Fernando Prado da Pixabay

Spesso ci si chiede se l’abuso dei permessi per legge 104 può portare al licenziamento. Facciamo un po’ di chiarezza e scopriamo anche in quali casi il datore di lavoro può effettuare controlli sui propri dipendenti anche lontano dall’ufficio e dall’orario di lavoro.

Legge 104

La legge 104, del febbraio 1992, è stata introdotta per assicurare adeguato sostegno, sia all’individuo disabile, sia ai familiari che in molti casi sono chiamati a prendersi cura di loro. Interviene in ogni ambito, dalla famiglia al mondo del lavoro, dai trasporti alle infrastrutture e ancora dall’ambito sanitario a quello sportivo, passando per il fondamentale ambito dell’istruzione e della ricerca scolastica e universitaria.

Permessi legge 104

I permessi per legge 104 stabiliscono che si possa accedere a permesso di astenersi dal lavoro che sia retribuito sulla base della retribuzione effettivamente corrisposta e coperto anche ai fini pensionistici da contribuzione figurativa. Possono usufruire dei permessi legge 104 sia i disabili che i familiari del disabile in situazione di gravità o i parenti fino al secondo grado.

Abuso legge 104

Innanzitutto, è bene chiarire quali attività sono consentite e quali configurano un abuso dei permessi per legge 104 da parte del lavoratore dipendente. Anche se, come è ovvio, durante i giorni di permesso dal lavoro bisogna dedicarsi alla cura del familiare, non è richiesta prestazione lungo tutto l’arco della giornata.

La giurisprudenza ha ritenuto compatibile con i permessi 104 lo svolgimento di commissioni personali di breve durata e di carattere essenziale.
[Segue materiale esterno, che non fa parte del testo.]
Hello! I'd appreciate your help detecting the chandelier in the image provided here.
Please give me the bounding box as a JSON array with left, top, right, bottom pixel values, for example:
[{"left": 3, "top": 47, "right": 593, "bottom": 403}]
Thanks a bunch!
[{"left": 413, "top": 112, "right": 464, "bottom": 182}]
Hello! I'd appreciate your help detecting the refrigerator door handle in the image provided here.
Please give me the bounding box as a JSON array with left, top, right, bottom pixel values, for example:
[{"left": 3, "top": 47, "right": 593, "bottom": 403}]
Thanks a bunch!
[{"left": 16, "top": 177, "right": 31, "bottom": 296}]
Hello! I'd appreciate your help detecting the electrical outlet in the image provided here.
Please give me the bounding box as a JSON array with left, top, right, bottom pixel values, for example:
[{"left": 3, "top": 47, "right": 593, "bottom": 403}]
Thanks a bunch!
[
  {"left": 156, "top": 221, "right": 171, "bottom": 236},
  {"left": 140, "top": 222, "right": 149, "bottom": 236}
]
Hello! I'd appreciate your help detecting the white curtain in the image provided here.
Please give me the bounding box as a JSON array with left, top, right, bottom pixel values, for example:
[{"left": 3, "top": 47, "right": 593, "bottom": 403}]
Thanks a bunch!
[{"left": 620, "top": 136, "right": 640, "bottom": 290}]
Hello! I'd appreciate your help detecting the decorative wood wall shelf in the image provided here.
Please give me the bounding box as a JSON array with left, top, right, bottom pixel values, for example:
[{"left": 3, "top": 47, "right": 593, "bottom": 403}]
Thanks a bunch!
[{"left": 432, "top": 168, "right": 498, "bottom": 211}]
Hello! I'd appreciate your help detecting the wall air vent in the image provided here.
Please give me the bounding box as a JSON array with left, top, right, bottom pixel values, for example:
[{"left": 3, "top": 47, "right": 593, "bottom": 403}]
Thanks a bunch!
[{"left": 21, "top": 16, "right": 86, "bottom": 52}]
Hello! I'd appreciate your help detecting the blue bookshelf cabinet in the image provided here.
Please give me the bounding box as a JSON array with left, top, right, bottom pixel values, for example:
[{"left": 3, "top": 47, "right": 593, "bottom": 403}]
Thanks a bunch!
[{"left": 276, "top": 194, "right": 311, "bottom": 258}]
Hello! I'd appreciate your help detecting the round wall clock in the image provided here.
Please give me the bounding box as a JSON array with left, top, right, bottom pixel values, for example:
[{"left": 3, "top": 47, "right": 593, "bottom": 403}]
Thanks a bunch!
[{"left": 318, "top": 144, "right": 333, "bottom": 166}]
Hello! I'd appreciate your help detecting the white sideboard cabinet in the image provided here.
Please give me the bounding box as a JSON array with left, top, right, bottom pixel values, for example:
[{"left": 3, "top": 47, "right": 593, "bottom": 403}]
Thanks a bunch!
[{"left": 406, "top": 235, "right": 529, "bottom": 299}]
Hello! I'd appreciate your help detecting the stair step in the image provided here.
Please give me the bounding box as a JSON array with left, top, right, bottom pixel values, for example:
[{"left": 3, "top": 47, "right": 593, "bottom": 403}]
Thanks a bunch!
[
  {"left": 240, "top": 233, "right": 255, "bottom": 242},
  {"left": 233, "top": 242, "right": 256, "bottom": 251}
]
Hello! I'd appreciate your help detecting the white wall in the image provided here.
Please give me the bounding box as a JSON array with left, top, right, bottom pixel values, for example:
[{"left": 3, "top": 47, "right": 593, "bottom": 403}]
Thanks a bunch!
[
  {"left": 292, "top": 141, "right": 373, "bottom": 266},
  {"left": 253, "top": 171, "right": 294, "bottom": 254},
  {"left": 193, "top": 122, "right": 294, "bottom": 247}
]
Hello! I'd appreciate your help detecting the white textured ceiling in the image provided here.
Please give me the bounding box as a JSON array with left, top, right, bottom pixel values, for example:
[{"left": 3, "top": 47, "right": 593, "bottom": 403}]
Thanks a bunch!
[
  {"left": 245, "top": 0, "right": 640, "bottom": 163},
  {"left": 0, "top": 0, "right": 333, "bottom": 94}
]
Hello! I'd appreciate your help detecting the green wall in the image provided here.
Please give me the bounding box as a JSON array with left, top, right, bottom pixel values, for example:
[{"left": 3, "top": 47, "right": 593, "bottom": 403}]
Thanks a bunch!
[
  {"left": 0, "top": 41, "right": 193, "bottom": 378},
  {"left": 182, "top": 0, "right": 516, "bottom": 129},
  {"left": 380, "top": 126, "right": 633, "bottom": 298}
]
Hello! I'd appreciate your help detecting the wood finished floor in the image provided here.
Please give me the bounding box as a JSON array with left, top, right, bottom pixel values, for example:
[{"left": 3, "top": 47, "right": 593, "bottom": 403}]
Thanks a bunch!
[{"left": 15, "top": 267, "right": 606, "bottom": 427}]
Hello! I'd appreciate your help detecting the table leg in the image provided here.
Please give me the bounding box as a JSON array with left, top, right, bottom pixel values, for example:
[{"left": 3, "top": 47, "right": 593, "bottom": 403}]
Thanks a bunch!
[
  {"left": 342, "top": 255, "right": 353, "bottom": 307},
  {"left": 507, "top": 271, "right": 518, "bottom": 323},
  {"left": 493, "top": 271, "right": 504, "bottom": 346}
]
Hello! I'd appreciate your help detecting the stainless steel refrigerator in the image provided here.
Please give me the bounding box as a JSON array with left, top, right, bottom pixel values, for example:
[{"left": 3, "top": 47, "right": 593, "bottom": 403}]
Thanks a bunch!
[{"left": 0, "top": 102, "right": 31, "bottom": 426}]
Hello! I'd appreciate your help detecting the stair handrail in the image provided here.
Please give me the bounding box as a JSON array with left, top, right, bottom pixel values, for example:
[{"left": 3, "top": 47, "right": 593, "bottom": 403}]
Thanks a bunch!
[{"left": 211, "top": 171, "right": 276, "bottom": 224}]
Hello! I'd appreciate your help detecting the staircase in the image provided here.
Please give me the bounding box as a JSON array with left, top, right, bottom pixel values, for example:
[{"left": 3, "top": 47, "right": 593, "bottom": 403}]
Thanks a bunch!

Ma, in ogni caso, la legge impone che quando si fruisce di un permesso per legge 104, il lavoratore debba impiegare gran parte della giornata ad assistere il disabile, soprattutto nelle ore in cui il dipendente avrebbe dovuto svolgere l’attività lavorativa.

È ritenuto abuso del permesso per legge 104, quindi, svolgere un secondo lavoro, rimanere a casa per riposarsi, andare al mare, fare attività sportiva ecc., mentre è consentito svolgere alcune commissioni personali di breve durata come ad esempio fare la spesa, andare in farmacia o accompagnare i figli a scuola.

Per la giurisprudenza il dipendente che, con i suoi comportamenti, metta in atto un abuso del permesso per legge 104 viola i principi di correttezza e buona fede, sia nei confronti del datore di lavoro che dell’Inps, vero erogatore della retribuzione nei giorni di assenza dal lavoro.

L’abuso dei permessi per legge 104 può comportare il licenziamento per giusta causa. Secondo la Cassazione, infatti, tale comportamento del dipendente lede irrimediabilmente il rapporto di fiducia con il datore di lavoro dando origine a un valido motivo per interrompere in tronco il rapporto di lavoro. Basta, pertanto, anche un solo episodio per giustificare il licenziamento, non essendo necessario un comportamento reiterato.

Non solo, l’abuso dei permessi per legge 104 è, di fatto, una truffa ai danni dell’Inps, considerato che le giornate di permesso vengono comunque retribuite (la paga viene anticipata dal datore di lavoro che poi la recupera dall’Inps). Si tratta di un reato procedibile d’ufficio, per cui non è necessaria la segnalazione dell’azienda.

Come è previsto per i giorni di malattia, anche per i permessi 104, il datore di lavoro può eseguire controlli sui dipendenti tramite investigatori privati anche al di fuori dell’orario di lavoro e nelle ore dedicate al riposo, senza timore che ciò integri una lesione della privacy.